1 Korinthiërs 14:26-33 BasisBijbel, de bijbel in makkelijk Nederlands (BB)
Wat moeten jullie dus doen, broeders en zusters? Elke keer als jullie samenkomen, hebben jullie allemaal iets van de Heer gekregen om met de andere mensen te delen. De één komt met een lied. Een ander legt iets uit over het Woord. Weer een ander vertelt iets wat God hem heeft laten zien. En weer een ander spreekt in een taal van de Geest en legt uit wat hij zegt. Maar alles moet zó gebeuren, dat de anderen er iets aan hebben.

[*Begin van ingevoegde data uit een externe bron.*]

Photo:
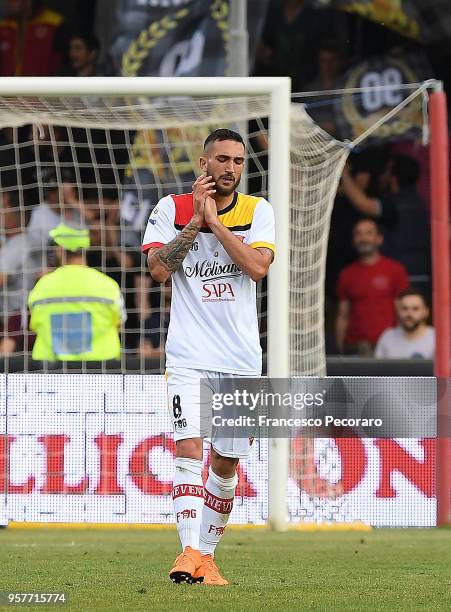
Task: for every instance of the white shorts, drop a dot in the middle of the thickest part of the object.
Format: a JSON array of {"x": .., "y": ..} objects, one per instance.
[{"x": 189, "y": 420}]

Als mensen iets in een taal van de Geest willen zeggen, mogen dat er maar twee of drie zijn. Ze moeten om de beurt spreken. En iemand moet het uitleggen. Als er niemand is die het kan uitleggen, moeten ze ook niet tegen de gemeente in talen van de Geest spreken. Ze mogen dan wel voor zichzelf tegen God in een taal van de Geest spreken. Wat betreft de profeten: twee of drie mogen profeteren tot de gemeente. De anderen moeten nagaan of het klopt. Maar als God aan iemand anders die daar is plotseling iets laat zien, moeten de anderen hun mond houden. Op die manier kunnen jullie allemaal één voor één profeteren. Dan hebben alle mensen er iets aan en worden ze erdoor aangemoedigd en opgebouwd. De profeten zijn de baas over hun eigen geest, dus ze kunnen zwijgen als dat nodig is. Want God is geen God van wanorde, maar van vrede.